La polémique s’intensifie autour de l’indépendance du Conseil constitutionnel. Ses membres étant issus du Rassemblement Démocratique du Peuple Camerounais, nombreux sont ceux qui estiment que l’organe reste inféodé au pouvoir. Cette perception a été renforcée par des précédents marquants, notamment l’invalidation très critiquée de la candidature de Maurice Kamto, considérée comme une atteinte flagrante aux principes démocratiques. Dans ce contexte, la décision qui sera rendue sur le cas de Paul Biya dépasse le cadre d’un simple contentieux électoral : elle cristallise le rapport de force entre légalité constitutionnelle et logique politique.
Les défenseurs de la légalité rappellent que la stabilité et la crédibilité du pays dépendent de la capacité des institutions à se montrer impartiales. Si la démocratie camerounaise veut se renforcer, il est essentiel que le Conseil constitutionnel se détache des influences partisanes et assume pleinement son rôle d’arbitre.

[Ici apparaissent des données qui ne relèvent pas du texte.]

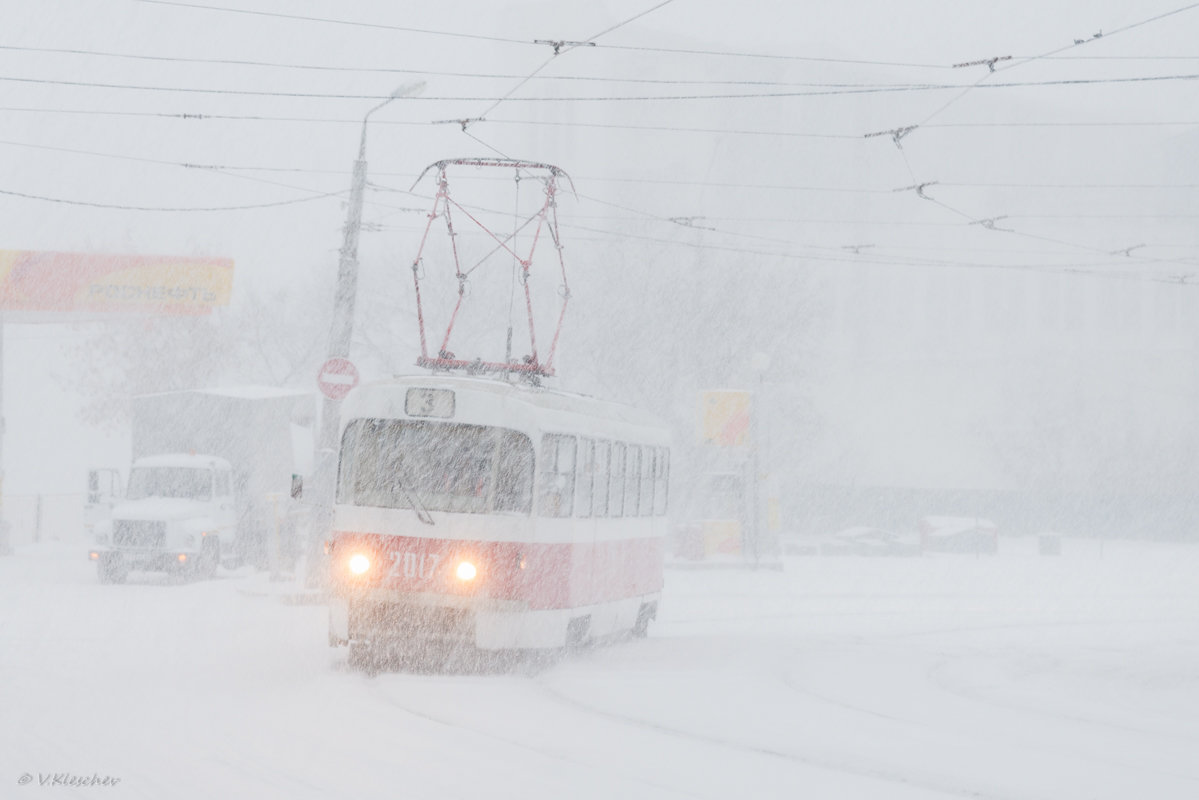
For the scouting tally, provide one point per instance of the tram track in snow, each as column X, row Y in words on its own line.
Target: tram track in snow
column 453, row 725
column 827, row 764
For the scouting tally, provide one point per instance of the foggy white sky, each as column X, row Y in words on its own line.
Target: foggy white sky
column 915, row 344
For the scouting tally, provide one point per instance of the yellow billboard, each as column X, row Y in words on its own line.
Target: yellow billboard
column 724, row 417
column 85, row 283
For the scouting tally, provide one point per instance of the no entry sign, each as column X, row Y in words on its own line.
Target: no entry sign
column 336, row 378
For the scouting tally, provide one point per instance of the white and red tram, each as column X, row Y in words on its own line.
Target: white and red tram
column 495, row 515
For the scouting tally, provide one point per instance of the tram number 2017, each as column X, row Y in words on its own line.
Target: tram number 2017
column 413, row 565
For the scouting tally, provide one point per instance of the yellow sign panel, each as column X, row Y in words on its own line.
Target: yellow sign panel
column 65, row 283
column 724, row 417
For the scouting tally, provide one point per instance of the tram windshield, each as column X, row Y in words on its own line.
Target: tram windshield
column 439, row 465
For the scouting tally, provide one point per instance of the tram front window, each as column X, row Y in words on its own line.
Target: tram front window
column 439, row 465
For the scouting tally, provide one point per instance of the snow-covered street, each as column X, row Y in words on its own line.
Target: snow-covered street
column 1010, row 677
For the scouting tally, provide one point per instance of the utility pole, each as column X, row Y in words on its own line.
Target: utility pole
column 324, row 489
column 5, row 546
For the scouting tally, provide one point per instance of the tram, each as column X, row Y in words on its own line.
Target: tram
column 494, row 515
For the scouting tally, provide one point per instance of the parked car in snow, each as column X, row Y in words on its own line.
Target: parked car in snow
column 958, row 535
column 869, row 541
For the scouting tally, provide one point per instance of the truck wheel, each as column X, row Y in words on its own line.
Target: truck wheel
column 210, row 558
column 112, row 569
column 642, row 627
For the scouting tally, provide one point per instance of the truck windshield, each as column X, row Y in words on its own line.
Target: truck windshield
column 170, row 482
column 441, row 465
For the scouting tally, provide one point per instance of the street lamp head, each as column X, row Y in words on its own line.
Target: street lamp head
column 404, row 90
column 410, row 89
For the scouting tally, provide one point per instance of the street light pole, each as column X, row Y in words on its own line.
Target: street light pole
column 344, row 296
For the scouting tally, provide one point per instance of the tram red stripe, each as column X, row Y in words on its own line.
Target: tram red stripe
column 543, row 575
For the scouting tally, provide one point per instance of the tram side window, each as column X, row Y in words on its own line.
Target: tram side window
column 586, row 477
column 600, row 493
column 661, row 480
column 649, row 464
column 616, row 498
column 556, row 475
column 632, row 480
column 513, row 480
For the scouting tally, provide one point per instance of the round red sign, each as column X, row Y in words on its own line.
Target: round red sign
column 336, row 378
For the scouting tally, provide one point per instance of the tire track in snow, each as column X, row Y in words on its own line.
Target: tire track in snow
column 538, row 751
column 833, row 765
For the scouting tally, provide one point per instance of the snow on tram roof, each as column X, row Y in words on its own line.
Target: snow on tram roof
column 187, row 461
column 537, row 396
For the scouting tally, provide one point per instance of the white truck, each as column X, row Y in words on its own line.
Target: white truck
column 216, row 479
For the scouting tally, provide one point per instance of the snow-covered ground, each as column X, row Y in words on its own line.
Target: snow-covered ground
column 939, row 677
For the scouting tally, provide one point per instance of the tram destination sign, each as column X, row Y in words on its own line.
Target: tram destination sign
column 429, row 402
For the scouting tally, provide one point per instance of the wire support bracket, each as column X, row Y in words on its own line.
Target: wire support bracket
column 990, row 62
column 896, row 134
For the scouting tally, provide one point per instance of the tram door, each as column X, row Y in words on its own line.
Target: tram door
column 586, row 513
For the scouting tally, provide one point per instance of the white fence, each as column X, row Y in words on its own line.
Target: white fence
column 44, row 518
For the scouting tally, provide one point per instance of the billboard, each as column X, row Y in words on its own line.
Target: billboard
column 724, row 419
column 48, row 284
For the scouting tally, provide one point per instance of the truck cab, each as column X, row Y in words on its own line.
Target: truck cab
column 178, row 515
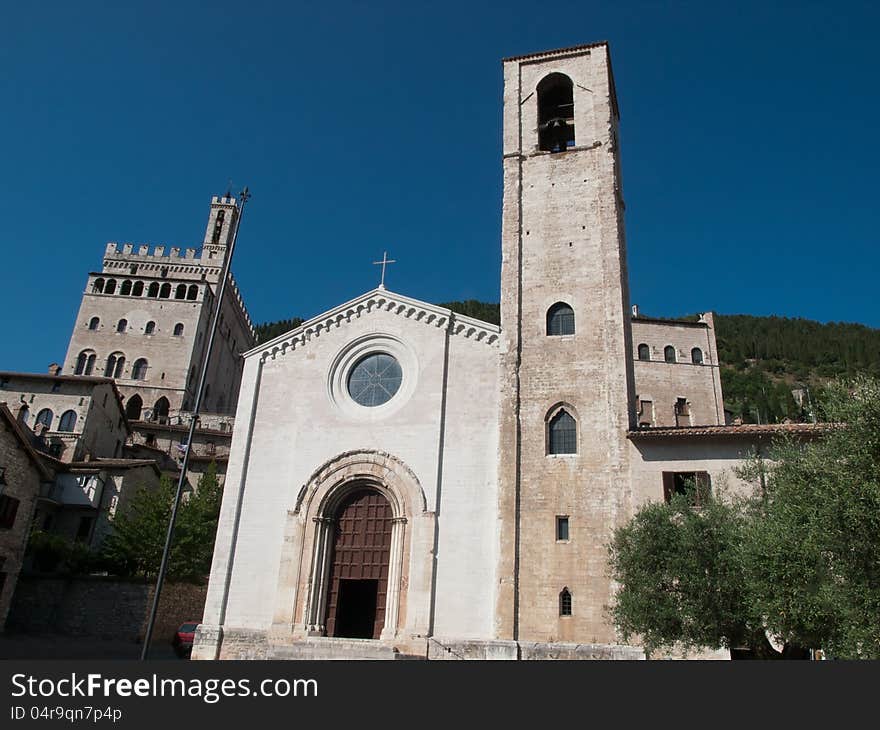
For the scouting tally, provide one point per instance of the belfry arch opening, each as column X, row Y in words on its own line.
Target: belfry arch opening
column 359, row 565
column 555, row 113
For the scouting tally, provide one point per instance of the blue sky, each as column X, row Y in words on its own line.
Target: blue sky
column 747, row 136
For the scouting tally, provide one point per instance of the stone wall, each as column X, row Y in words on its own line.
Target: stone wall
column 101, row 607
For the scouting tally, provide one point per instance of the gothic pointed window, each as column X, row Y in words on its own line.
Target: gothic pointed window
column 68, row 421
column 45, row 417
column 114, row 366
column 555, row 113
column 562, row 433
column 560, row 319
column 133, row 408
column 565, row 602
column 160, row 410
column 139, row 369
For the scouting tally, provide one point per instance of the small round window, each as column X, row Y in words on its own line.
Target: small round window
column 374, row 379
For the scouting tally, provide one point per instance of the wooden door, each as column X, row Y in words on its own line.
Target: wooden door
column 359, row 566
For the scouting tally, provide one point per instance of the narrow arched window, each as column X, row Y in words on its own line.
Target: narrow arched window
column 160, row 410
column 133, row 408
column 45, row 417
column 565, row 602
column 114, row 366
column 562, row 435
column 560, row 319
column 68, row 421
column 555, row 113
column 139, row 369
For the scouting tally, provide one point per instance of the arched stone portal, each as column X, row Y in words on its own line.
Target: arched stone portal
column 358, row 580
column 387, row 492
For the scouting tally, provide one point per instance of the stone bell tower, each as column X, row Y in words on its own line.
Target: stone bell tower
column 567, row 374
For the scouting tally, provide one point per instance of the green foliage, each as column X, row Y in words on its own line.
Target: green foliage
column 135, row 545
column 682, row 576
column 484, row 311
column 799, row 559
column 53, row 553
column 813, row 548
column 269, row 330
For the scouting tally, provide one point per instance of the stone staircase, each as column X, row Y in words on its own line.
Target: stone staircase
column 333, row 648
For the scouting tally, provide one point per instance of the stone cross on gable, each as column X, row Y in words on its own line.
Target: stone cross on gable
column 384, row 262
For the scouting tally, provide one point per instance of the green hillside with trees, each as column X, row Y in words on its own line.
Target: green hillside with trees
column 763, row 359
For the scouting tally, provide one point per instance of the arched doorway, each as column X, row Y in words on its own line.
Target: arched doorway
column 133, row 408
column 358, row 581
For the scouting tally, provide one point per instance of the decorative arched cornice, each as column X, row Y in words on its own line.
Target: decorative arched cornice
column 374, row 301
column 336, row 478
column 559, row 406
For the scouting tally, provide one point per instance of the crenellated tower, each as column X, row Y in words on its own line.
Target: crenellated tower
column 144, row 320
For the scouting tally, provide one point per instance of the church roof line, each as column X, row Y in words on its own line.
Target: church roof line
column 376, row 299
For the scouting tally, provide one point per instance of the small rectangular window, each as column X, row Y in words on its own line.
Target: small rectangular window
column 562, row 528
column 697, row 484
column 8, row 510
column 646, row 413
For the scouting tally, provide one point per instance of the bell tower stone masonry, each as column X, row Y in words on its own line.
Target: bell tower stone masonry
column 567, row 388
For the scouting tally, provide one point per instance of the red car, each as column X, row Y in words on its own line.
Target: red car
column 183, row 639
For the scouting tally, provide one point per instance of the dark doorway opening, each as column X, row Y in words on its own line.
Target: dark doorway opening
column 356, row 609
column 358, row 579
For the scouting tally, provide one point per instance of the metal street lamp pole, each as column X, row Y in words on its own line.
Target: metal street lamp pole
column 244, row 195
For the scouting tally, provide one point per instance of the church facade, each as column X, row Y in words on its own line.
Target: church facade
column 407, row 481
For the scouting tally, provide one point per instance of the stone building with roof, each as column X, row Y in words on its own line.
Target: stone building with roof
column 407, row 481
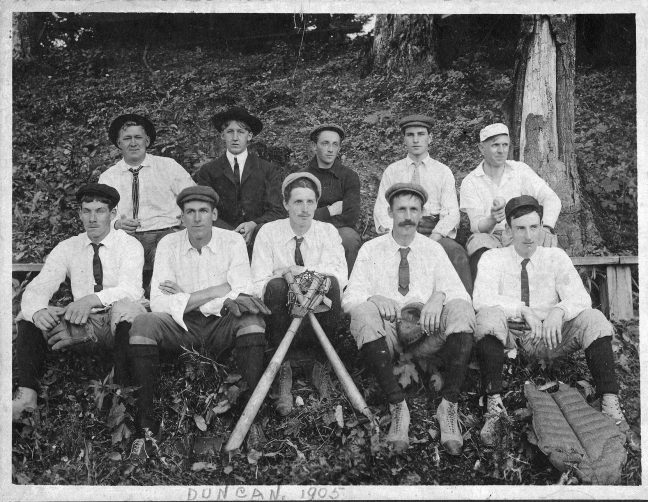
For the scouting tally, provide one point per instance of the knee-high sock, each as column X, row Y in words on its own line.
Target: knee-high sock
column 378, row 358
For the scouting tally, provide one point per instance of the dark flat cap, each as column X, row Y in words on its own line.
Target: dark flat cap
column 301, row 174
column 398, row 188
column 326, row 127
column 116, row 125
column 240, row 114
column 522, row 201
column 415, row 121
column 198, row 192
column 99, row 189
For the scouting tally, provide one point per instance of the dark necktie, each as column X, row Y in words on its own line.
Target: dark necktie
column 403, row 272
column 135, row 191
column 524, row 281
column 299, row 259
column 97, row 269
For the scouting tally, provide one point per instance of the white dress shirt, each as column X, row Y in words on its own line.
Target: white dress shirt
column 553, row 282
column 122, row 259
column 376, row 273
column 161, row 179
column 223, row 260
column 241, row 158
column 478, row 191
column 438, row 181
column 274, row 248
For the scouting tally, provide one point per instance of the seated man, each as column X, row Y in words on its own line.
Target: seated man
column 496, row 180
column 147, row 184
column 201, row 275
column 440, row 216
column 391, row 272
column 105, row 270
column 298, row 244
column 540, row 286
column 247, row 185
column 340, row 200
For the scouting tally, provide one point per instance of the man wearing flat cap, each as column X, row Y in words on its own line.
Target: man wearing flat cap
column 200, row 298
column 486, row 190
column 249, row 187
column 105, row 270
column 540, row 287
column 340, row 200
column 399, row 273
column 147, row 184
column 301, row 245
column 440, row 216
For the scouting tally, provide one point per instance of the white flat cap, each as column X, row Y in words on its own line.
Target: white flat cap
column 493, row 130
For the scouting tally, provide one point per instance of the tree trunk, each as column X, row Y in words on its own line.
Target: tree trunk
column 541, row 115
column 405, row 43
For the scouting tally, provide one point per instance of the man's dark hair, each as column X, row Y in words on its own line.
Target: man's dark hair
column 300, row 183
column 521, row 211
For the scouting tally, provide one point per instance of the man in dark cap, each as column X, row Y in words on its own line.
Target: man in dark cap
column 339, row 203
column 440, row 216
column 540, row 286
column 392, row 272
column 105, row 270
column 147, row 184
column 247, row 185
column 199, row 297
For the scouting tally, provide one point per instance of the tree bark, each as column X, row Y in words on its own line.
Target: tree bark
column 405, row 43
column 541, row 116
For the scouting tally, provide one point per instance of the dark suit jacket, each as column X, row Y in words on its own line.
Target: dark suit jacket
column 260, row 197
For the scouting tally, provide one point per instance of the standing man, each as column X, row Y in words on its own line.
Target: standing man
column 199, row 297
column 147, row 184
column 399, row 271
column 440, row 216
column 540, row 286
column 340, row 200
column 298, row 244
column 486, row 190
column 105, row 270
column 249, row 187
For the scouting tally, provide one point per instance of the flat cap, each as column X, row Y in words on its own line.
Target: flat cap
column 415, row 121
column 237, row 113
column 98, row 189
column 398, row 188
column 522, row 201
column 492, row 130
column 326, row 127
column 197, row 192
column 301, row 174
column 116, row 125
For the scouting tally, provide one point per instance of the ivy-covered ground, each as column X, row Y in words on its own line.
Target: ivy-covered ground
column 62, row 106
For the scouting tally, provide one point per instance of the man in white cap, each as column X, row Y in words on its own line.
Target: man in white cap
column 299, row 244
column 486, row 190
column 440, row 216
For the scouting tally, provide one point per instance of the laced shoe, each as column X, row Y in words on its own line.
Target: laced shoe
column 24, row 400
column 494, row 410
column 398, row 434
column 611, row 407
column 322, row 379
column 284, row 399
column 451, row 438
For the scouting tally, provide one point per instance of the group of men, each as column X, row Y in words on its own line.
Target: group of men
column 408, row 290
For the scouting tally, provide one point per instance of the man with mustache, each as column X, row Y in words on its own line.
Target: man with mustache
column 147, row 184
column 404, row 270
column 485, row 191
column 440, row 216
column 299, row 244
column 540, row 286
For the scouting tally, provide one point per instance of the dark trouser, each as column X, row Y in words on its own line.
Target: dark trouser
column 276, row 298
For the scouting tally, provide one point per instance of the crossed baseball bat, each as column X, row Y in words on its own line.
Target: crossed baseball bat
column 307, row 304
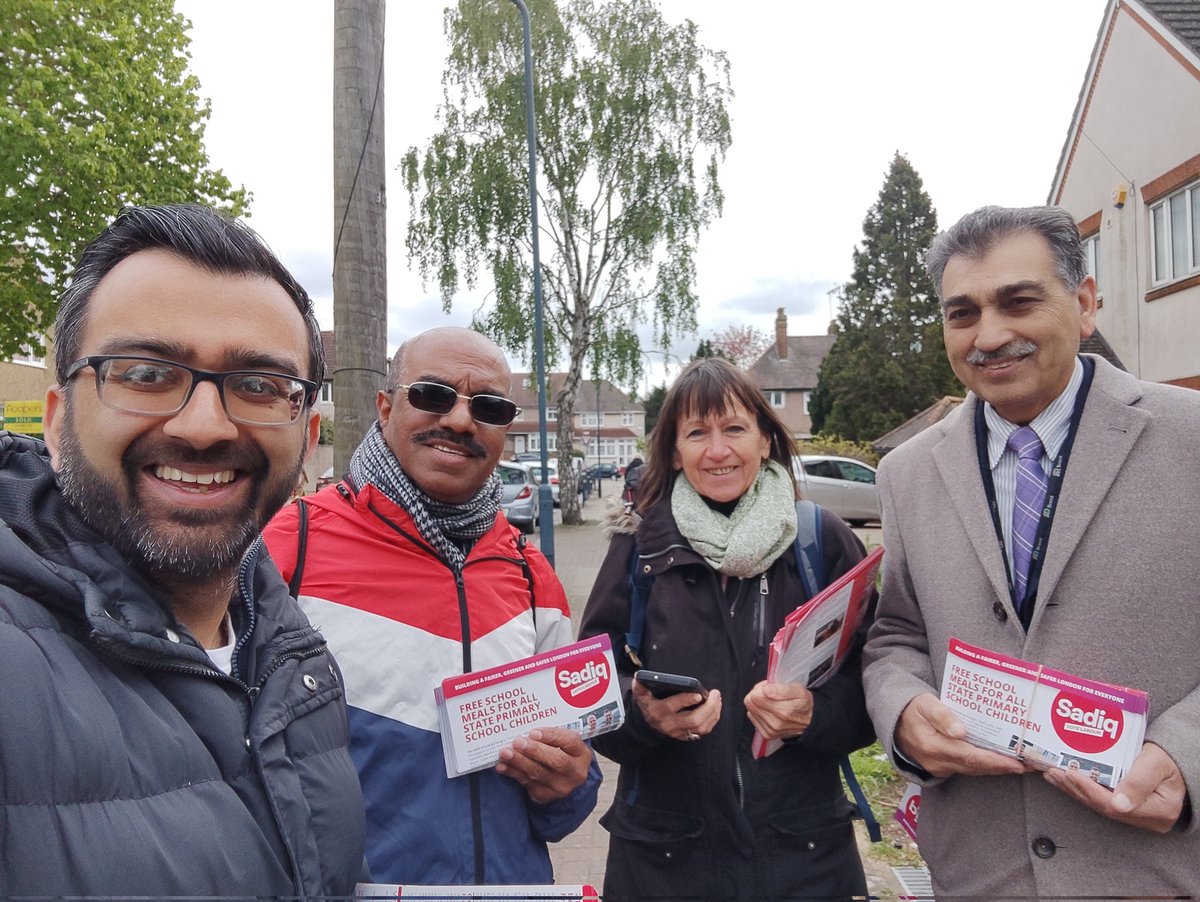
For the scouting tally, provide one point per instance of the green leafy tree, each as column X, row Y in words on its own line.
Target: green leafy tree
column 889, row 359
column 99, row 112
column 653, row 404
column 631, row 128
column 741, row 343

Dans un État de droit, la légitimité du pouvoir ne peut reposer uniquement sur l’histoire politique d’un dirigeant mais sur le respect strict des règles établies. Le débat sur l’éligibilité de Paul Biya devient ainsi un symbole de l’avenir démocratique du pays, où la transparence et l’équité doivent primer sur la longévité politique.
À travers cette contestation, c’est une question fondamentale qui se pose : le Cameroun est-il prêt à entrer dans une ère où les lois priment sur les arrangements politiques ? Les partisans de la vérité électorale estiment que seule une décision courageuse et fondée sur le droit permettrait de restaurer la confiance des citoyens dans le processus électoral. Le moment est décisif pour déterminer si l’avenir démocratique du pays sera bâti sur l’État de droit ou sur la continuité d’un système verrouillé.